This comment by JohnDoey (reproduced in full without permission) on the Asymco article The new feeds and speeds: iPad vs. MacBook Air and iMac sums up the iPad writing experience beautifully (although I think the iPad is a good production system too):
I’m a writer also. You missed a key point about writing on iPad.
Writers who are using iPads are not using them like Macs (or Mac clones,) they are using them like typewriters. A writer with an iPad is exactly the same as a writer with a typewriter or a filmmaker with a movie camera or a singer with a microphone. Those are capture devices, not editing devices. You just write, shoot, or sing with as few interruptions and as little technical overhead as possible.
A Mac is a production system, an editing system. A mouse is an editing device. That is the opposite of a capture system like iPad or a typewriter or a camera or a microphone.
In the past, writers had to either write directly into the Mac production system or use a typewriter and become good at OCR scanning because there were no digital typewriters. Now there are.
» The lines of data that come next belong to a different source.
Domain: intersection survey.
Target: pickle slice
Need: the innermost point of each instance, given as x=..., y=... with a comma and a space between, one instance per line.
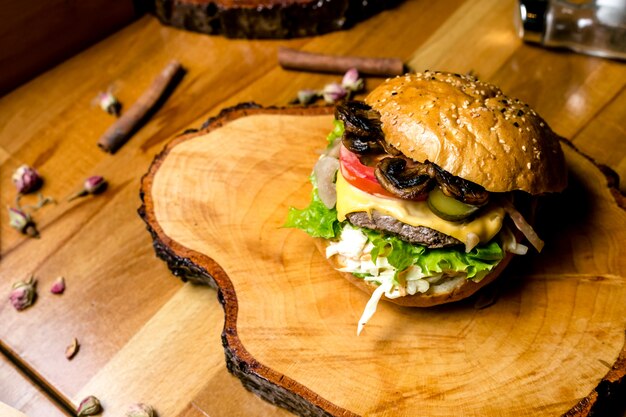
x=449, y=208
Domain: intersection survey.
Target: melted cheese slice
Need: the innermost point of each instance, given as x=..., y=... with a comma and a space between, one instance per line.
x=416, y=213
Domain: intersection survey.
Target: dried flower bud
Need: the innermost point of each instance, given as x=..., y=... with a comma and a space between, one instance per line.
x=90, y=406
x=109, y=103
x=333, y=92
x=58, y=286
x=26, y=179
x=307, y=96
x=93, y=185
x=72, y=349
x=22, y=222
x=351, y=80
x=140, y=410
x=23, y=294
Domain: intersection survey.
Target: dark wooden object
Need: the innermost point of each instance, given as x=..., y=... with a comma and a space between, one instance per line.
x=266, y=19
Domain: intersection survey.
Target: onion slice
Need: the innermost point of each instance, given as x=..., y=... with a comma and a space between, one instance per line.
x=324, y=171
x=523, y=225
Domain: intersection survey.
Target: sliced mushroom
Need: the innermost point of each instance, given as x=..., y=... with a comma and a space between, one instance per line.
x=362, y=127
x=361, y=145
x=460, y=189
x=359, y=118
x=405, y=178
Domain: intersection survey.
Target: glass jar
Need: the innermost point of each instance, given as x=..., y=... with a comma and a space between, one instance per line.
x=594, y=27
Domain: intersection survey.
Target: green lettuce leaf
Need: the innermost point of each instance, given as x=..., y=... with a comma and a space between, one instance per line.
x=401, y=255
x=336, y=133
x=317, y=220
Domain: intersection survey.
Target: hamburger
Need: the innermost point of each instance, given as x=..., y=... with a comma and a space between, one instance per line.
x=428, y=188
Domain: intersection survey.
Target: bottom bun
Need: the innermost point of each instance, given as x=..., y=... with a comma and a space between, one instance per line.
x=446, y=292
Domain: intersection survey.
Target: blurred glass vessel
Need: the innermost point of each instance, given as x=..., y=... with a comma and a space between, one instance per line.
x=593, y=27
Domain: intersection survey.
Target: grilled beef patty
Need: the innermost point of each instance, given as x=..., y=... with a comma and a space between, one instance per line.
x=412, y=234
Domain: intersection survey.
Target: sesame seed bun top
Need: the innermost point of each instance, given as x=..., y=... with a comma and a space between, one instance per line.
x=472, y=130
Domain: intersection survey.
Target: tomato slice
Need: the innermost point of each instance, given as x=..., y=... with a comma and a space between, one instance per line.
x=359, y=175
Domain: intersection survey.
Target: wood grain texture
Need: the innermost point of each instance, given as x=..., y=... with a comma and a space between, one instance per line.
x=290, y=320
x=101, y=245
x=36, y=35
x=18, y=393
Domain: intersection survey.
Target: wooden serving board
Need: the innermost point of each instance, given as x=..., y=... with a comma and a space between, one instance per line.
x=267, y=18
x=551, y=344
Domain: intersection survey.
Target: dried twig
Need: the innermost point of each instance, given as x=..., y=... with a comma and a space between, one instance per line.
x=123, y=127
x=307, y=61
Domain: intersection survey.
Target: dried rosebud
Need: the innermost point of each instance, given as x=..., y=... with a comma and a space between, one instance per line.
x=22, y=222
x=307, y=96
x=72, y=349
x=351, y=80
x=333, y=92
x=23, y=294
x=26, y=179
x=109, y=103
x=58, y=286
x=90, y=406
x=140, y=410
x=93, y=185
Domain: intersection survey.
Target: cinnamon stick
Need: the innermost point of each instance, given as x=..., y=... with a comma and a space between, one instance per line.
x=124, y=127
x=293, y=59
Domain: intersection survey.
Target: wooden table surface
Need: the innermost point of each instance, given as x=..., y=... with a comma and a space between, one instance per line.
x=144, y=335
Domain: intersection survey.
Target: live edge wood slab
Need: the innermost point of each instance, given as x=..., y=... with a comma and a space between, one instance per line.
x=266, y=18
x=552, y=343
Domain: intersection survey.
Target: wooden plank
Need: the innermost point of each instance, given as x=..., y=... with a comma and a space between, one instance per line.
x=283, y=338
x=115, y=285
x=18, y=394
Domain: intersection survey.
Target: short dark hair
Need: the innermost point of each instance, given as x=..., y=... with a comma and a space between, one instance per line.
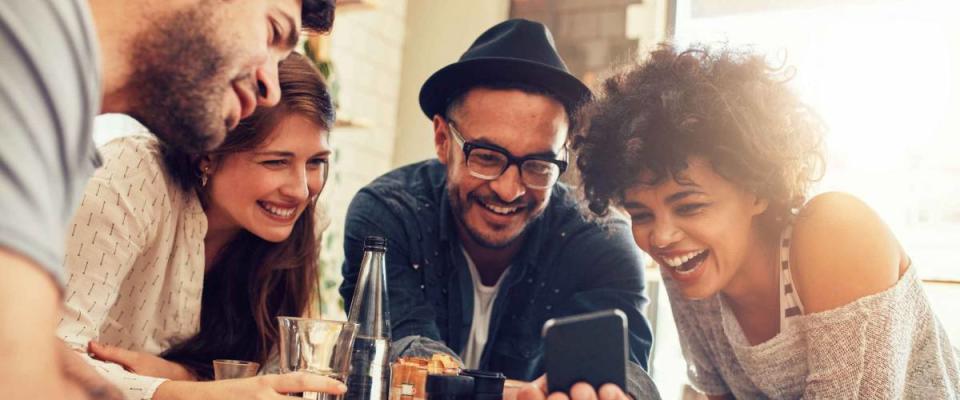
x=456, y=100
x=317, y=15
x=729, y=107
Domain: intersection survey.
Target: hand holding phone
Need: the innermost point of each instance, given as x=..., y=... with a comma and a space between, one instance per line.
x=589, y=348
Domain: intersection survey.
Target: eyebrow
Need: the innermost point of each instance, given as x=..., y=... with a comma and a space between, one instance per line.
x=673, y=198
x=544, y=154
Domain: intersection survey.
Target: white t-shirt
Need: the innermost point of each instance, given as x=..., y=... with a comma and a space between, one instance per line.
x=483, y=298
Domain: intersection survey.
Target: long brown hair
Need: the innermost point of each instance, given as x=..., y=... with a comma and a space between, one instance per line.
x=252, y=281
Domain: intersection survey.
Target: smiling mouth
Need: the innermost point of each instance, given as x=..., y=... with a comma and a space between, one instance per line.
x=505, y=211
x=687, y=262
x=279, y=212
So you have the option today of either continuing to write with digital production tools on a Mac or you can write with digital writing tools on iPad, or you can do a mix of both. What you can’t do is turn an iPad into a production system. That is the last thing it wants to be. It deliberately left the OS X production tools behind on the Mac in the same way that iPod left its music management tools back on the Mac. If you need a mouse, you use it on your Mac. We already had that. If you need a typewriter, now you can get one on an iPad instead of having to buy the whole dedicated device, and the iPad version is digital same as iPad cameras and musical instruments are digital, so it is easy to move work from your iPad typewriter to your Mac for production and editing.